Keywords: adolescent
head and neck tumor
infraorbital nerve
Issue Date: Aug-2013
Citation: Kok, Y.O., Yeo, M.S.-W., Nallathamby, V., Lee, S.J. (2013-08). Infraorbital nerve schwannoma presenting as an upper lip mass in an adolescent boy. Annals of Plastic Surgery 71 (2) : 196-197. ScholarBank@NUS Repository.

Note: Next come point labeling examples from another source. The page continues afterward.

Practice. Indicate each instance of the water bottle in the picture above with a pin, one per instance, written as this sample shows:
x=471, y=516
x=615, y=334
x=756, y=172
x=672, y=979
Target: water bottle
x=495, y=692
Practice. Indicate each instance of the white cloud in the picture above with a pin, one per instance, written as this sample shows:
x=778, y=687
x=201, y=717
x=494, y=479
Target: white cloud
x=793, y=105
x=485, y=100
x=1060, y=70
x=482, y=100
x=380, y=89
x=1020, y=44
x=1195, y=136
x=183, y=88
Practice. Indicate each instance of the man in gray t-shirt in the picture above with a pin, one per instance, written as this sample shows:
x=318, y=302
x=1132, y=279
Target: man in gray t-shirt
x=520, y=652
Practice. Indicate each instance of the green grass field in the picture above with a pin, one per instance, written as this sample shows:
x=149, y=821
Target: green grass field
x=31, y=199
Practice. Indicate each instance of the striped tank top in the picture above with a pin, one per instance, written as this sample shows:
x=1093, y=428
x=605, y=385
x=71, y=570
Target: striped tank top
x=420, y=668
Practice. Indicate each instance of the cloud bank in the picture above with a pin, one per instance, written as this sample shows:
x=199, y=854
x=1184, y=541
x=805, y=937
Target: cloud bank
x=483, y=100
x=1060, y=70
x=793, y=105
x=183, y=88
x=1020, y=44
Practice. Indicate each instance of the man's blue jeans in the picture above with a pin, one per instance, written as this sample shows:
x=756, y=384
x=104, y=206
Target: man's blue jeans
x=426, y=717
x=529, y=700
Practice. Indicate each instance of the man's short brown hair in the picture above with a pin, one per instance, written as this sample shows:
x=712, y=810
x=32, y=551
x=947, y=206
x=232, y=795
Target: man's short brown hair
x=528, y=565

Abstract: BACKGROUND: Schwannomas of the head and neck are uncommon tumors that arise from the nerve sheath and may afflict peripheral, autonomic, or cranial nerves. It is important to consider the possible differential diagnoses of a nasolabial lump in a child because its appropriate treatment varies widely. METHODS: The authors describe a case of a 12-year-old boy who presented with a 2.5-cm right nasolabial subcutaneous lump of 3 months in duration. Computed tomographic scan showed a homogeneously attenuated lesion. RESULTS: An intraoral incision was used for complete extirpation of this tumor while preserving the infraorbital nerve and facial aesthetics in this adolescent boy. Histopathologic examination showed palisades of spindle cells and Verocay bodies characteristic of schwannomas. The patient has been followed up for 2 years with no clinical evidence of recurrence. CONCLUSIONS: Only 9 cases of infraorbital nerve schwannoma have been described in literature, and the sublabial intraoral incision was attempted in only 1 case. The authors describe a rare case of an extraosseous schwannoma arising from the infraorbital nerve that presented as a cheek lump, its workup, its differentials, its treatment, and a review of literature. The use of a preoperative computed tomographic scan permitted the use of a sublabial intraoral incision with good visual access to the lesion and facilitated its complete extirpation without incurring external scars. Copyright © 2012 by Lippincott Williams & Wilkins.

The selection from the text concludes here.